Коля хотел что-то сказать, но на дороге появилась машина, и он, взяв Валечку за плечи, перевёл через улицу, подошёл с ней к стене дома и остановился. Камень здания, впитавший за день солнечный свет, теперь отдавал тепло.
— Прости меня, — шептал Коля, убирая её руки от лица и осушая глаза Валечки нежными поцелуями. — Я был круглый болван. Я не знал этого и не о чём не догадывался.
— Да нет, Коленька, — Валечка положила голову ему на грудь. — Ничего тебе не надо было знать и ни о чём не надо было догадываться. Дело-то совсем не в этом.
— А в чём? — его руки замерли у неё на спине.
— Да ведь всё гораздо проще. Дело в том, что когда тебе надо было выбирать между мной и скрипкой, ты выбирал скрипку. Ты даже не захотел взять у своей скрипочки полчасика в неделю, чтобы подарить их мне. Не знаю, может быть и в самом деле тут баксы ни при чём, и гастроли, и контракты, и кафедры. Не знаю. Я не хочу тебе платить той же монетой. Я не имею права оскорблять тебя необоснованным подозрением. Это дело твоей души. Но Коленька, пойми, эти мотивы поведения, эти стимулы жизни, эти соблазны, они есть, они существуют. Хотим мы это признавать или нет. Хуже того, они обязательно работают. Они "на чаше весов". На какой? Не знаю. Но они есть. Прости меня. Накипело. Я слишком много думала о тебе и обо мне, искала причину, почему у нас не получается.
Коля молчал. Валя опять била в самую главную, самую больную точку. Он сам прислушивался к движению своего сердца. Склоняется ли оно в сторону гастролей и мировой славы? Он хотел, он знал, он чувствовал, что нет, но слов, оправдывающих вялость своих чувств, не находил.
— Ты не расстраивайся. Не обижайся на мои слова, — вздохнула Валечка, поглаживая его грудь и перебирая пуговицы на рубашке. — Это я не со зла. И не от зависти. Это у меня вырвалось от отчаяния. Сколько я слёз пролила, мечтая о встречах с тобой, никто не знает, кроме моей ночной подружки.
— А кто это?
— Подушка, — успокаивая своё сердечко, улыбнулась она. — Не сердись на меня. Я не мщу тебе. И не хочу сделать больно. И нет у меня желания припоминать те обиды, которые ты нанёс мне своим отказом встречаться со мной. Пойми, мне очень хочется выговориться. Слишком много у меня на душе накипело. Теперь мне стало легче. Я сейчас врать не могу. И что бы ни случилось, как ни повернёт наша судьба с тобой, но я никогда не смогу забыть этот вечер. Я всегда буду благодарна тебе за нашу встречу. Даже если ты опять променяешь меня на свою скрипку. И если бы такой вечер случился в прошлом году, я была бы безумно счастлива.
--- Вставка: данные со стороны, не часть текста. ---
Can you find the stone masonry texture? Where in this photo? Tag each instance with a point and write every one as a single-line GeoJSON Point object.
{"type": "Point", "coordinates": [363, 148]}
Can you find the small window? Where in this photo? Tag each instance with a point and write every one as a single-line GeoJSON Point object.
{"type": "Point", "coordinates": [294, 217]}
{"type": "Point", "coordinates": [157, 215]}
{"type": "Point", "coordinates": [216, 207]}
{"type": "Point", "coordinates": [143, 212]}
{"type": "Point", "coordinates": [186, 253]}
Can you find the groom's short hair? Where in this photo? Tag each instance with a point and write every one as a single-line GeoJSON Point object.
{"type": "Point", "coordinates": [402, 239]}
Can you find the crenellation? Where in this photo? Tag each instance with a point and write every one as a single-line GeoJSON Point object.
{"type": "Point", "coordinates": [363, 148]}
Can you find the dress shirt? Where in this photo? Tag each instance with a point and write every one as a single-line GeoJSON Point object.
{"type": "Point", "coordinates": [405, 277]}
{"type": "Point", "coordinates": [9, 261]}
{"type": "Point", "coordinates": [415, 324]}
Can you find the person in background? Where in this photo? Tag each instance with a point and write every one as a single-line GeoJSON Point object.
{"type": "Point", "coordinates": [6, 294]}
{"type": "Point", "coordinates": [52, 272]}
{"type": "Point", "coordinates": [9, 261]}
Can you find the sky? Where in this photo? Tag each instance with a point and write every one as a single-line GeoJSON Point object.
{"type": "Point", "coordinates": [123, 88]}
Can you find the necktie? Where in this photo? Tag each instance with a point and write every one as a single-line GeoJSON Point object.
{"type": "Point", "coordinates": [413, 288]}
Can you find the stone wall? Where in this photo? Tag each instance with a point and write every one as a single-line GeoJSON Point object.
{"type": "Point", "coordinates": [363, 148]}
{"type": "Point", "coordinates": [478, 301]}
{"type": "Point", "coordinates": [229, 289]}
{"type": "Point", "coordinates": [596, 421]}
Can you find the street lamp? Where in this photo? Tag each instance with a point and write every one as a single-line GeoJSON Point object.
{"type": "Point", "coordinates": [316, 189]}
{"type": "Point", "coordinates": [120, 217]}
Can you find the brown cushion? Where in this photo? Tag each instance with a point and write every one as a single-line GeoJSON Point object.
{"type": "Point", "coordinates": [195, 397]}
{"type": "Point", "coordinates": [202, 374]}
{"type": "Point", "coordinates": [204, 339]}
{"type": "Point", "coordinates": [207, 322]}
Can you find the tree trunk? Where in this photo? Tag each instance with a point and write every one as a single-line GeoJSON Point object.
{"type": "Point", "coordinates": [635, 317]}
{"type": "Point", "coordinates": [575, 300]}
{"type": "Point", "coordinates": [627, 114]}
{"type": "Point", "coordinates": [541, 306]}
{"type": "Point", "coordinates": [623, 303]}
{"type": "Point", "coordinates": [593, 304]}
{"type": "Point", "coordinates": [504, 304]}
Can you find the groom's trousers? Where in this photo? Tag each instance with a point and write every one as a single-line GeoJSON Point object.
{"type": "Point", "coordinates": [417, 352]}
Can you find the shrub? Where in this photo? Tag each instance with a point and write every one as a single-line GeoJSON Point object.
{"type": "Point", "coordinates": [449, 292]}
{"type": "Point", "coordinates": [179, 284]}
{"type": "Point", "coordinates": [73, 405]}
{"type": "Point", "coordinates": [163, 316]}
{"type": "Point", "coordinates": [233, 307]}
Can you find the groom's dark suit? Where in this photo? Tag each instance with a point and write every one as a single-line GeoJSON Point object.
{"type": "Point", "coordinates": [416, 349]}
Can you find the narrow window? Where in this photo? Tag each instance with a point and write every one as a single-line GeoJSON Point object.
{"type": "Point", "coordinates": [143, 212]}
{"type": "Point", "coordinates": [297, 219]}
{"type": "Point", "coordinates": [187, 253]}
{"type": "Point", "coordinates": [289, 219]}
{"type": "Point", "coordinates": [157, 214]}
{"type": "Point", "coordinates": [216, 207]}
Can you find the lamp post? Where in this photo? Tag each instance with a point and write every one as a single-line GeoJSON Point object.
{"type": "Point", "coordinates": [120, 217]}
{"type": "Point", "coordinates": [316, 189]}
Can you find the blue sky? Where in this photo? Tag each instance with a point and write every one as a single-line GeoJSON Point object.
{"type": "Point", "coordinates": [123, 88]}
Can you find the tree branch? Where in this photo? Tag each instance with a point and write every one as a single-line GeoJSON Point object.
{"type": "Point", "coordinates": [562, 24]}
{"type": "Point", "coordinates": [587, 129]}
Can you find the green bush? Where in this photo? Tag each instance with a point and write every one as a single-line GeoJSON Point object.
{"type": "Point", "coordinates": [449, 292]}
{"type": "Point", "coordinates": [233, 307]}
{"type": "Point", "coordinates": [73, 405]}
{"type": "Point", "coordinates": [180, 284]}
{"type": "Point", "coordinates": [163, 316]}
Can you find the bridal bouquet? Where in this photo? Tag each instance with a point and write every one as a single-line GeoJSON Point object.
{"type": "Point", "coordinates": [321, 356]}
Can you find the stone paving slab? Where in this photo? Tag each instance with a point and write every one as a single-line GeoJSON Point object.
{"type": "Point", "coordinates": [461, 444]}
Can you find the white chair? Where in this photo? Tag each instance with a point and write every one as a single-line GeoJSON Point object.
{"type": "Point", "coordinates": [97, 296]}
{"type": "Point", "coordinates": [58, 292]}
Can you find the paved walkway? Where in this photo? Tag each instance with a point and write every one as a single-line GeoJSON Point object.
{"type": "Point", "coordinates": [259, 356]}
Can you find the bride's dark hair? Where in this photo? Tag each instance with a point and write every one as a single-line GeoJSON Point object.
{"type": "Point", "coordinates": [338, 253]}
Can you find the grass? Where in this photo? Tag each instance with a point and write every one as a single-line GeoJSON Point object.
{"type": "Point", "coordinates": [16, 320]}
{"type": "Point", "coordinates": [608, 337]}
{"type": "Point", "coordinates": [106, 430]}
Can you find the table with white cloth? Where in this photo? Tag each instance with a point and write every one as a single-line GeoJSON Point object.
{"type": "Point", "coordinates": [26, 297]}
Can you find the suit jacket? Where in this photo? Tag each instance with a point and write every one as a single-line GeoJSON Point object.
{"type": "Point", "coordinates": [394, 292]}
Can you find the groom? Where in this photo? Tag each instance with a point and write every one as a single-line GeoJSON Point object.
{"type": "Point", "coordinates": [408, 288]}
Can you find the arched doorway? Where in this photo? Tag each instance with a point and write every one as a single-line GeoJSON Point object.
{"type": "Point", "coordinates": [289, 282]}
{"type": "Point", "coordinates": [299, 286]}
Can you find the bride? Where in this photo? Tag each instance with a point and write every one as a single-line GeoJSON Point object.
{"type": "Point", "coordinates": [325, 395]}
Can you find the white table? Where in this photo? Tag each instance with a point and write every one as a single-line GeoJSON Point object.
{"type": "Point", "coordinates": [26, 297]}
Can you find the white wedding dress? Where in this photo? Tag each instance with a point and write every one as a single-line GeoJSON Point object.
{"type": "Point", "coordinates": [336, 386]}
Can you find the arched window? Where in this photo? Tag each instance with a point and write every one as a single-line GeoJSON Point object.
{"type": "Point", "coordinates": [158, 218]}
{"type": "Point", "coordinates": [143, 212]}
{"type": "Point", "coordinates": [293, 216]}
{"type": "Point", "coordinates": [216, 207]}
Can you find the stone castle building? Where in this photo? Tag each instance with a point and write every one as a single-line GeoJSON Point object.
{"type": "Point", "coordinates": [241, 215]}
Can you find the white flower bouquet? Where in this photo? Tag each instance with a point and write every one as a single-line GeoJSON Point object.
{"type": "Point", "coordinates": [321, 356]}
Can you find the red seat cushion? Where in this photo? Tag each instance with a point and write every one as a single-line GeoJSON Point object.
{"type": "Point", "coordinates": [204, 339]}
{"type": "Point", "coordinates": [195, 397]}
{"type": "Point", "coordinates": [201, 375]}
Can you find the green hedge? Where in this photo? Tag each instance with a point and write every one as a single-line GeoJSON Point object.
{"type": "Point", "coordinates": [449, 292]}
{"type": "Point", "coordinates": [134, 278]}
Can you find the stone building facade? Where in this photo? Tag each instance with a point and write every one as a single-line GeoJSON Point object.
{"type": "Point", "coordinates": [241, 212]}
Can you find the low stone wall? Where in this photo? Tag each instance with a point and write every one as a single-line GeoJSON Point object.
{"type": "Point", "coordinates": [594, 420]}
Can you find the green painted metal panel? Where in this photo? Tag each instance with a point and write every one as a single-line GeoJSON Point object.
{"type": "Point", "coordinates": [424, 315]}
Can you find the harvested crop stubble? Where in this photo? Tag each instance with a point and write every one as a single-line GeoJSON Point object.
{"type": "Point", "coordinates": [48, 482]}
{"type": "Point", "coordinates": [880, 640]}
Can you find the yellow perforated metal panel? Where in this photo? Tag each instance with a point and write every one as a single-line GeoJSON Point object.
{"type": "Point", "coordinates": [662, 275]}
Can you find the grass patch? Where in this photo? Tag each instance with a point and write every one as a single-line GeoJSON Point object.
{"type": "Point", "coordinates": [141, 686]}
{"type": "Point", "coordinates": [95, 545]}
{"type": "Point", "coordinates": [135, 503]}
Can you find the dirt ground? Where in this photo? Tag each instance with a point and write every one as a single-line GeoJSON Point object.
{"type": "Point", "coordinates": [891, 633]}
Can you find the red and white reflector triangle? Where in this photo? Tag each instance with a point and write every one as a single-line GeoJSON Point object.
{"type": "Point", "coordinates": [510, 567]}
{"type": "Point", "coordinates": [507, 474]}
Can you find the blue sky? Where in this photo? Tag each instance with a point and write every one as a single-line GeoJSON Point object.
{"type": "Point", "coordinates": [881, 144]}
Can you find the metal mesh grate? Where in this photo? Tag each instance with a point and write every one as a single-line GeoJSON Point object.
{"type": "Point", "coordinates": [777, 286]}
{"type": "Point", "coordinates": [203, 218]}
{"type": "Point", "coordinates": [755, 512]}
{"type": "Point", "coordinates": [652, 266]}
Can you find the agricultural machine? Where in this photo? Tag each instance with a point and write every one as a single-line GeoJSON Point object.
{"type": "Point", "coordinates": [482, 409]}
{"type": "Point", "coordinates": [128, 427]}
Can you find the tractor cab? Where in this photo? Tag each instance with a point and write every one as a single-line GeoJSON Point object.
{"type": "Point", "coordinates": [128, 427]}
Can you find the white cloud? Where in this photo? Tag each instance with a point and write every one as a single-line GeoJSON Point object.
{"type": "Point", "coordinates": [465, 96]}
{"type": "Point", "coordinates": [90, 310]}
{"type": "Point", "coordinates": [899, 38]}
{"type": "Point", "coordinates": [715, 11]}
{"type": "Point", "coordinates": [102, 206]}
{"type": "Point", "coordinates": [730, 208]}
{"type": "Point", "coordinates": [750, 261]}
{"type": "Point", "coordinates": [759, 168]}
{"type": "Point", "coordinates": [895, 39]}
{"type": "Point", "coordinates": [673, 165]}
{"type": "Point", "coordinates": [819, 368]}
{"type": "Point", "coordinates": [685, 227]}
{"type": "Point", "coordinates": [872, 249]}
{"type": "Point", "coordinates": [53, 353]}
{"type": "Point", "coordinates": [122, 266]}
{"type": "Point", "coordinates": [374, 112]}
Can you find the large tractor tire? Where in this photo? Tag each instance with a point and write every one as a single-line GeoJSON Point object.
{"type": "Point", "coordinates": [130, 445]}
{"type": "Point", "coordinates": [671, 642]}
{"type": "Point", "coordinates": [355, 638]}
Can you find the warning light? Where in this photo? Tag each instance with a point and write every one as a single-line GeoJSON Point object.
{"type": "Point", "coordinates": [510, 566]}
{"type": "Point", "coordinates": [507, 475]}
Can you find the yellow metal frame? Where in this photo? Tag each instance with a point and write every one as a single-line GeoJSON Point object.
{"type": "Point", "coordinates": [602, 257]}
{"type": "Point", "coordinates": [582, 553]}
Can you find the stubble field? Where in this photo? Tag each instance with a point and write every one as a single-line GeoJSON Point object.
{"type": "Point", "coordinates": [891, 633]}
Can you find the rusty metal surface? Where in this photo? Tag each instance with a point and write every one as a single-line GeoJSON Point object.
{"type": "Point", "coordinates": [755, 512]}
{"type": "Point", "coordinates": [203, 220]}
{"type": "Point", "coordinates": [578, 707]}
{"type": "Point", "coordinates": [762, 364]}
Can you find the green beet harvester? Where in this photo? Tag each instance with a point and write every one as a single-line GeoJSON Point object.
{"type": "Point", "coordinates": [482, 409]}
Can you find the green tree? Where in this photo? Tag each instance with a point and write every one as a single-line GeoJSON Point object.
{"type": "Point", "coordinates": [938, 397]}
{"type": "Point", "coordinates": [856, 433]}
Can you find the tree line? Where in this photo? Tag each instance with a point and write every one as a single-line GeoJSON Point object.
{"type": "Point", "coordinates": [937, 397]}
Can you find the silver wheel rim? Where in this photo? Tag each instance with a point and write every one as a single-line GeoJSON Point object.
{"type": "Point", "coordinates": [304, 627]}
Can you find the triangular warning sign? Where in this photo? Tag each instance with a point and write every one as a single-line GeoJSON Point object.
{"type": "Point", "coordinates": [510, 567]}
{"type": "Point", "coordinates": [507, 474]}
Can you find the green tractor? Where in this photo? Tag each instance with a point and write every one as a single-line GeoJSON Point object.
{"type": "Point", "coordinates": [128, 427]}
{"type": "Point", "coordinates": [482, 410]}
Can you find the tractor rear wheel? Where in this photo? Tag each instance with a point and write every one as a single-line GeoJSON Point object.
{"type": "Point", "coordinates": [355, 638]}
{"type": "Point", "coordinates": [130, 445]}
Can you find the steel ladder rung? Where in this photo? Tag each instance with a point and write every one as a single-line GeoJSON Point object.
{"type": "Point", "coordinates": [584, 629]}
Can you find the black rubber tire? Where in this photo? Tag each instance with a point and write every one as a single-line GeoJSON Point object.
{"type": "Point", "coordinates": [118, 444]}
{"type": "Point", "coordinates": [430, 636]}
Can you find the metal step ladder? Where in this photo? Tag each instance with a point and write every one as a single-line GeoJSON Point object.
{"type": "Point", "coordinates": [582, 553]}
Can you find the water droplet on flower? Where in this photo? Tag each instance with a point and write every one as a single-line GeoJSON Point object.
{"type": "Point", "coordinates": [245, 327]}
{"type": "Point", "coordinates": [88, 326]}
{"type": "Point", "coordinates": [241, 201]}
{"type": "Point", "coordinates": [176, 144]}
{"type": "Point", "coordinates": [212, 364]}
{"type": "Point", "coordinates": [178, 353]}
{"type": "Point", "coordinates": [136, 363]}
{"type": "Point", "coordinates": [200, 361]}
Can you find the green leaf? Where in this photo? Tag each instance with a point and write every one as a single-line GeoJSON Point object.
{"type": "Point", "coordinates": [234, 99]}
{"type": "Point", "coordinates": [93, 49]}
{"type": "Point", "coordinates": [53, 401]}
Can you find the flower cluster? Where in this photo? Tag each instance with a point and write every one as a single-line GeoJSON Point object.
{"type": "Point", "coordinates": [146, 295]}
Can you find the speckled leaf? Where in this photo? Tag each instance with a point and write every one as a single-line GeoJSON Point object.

— Валечка, — прошептал Коля, целуя её волосы. — Я тебе сейчас ничего не могу сказать, так как сам ничего не знаю. Я просто прошу тебя потерпеть пару месяцев. Пойми меня, пожалуйста, я должен выиграть этот конкурс. Не ради славы, баксов или карьеры. Нет. Всё гораздо сложней. Эта победа нужна не столько мне, сколько моему папе. Нет, не подумай, что он меня заставляет. Ни капельки. Наоборот, он посмеивается над моим желанием стать победителем. Но это так, лёгкая игра, психологическое самоуспокоение. Если я выиграю, он и мама будут безмерно счастливы. И потом, я играю на скрипке, которую изготовил мой папа. Так вот, если я стану победителем международного конкурса, то его работа автоматически поднимется до мирового уровня. Поэтому я костьми лягу, но выиграю. Но независимо от того, выиграю я или проиграю, но обязательно приду к тебе. Подожди меня.
— Не надо лишних слов, Коленька, не надо обещаний. Чтобы потом не краснеть при встрече. Я счастлива, и это главное. Это самый счастливый вечер в моей жизни. Боюсь только, как бы он не стал последним. Ох Коленька, Коленька, ну почему ты не пришёл ко мне в прошлом году? — она опять в отчаянии закрутила головой на его груди. — Но всё, хватит рюмсать. Я уже готова. Идём. Поздно уже. За один раз всего не переговоришь.
Валечка ещё раз вытерла свой носик, и они пошли. Так и продолжался их путь: один квартал он нёс её на руках, а один — она шла сама, опираясь на руку Николая. А вот и её дом.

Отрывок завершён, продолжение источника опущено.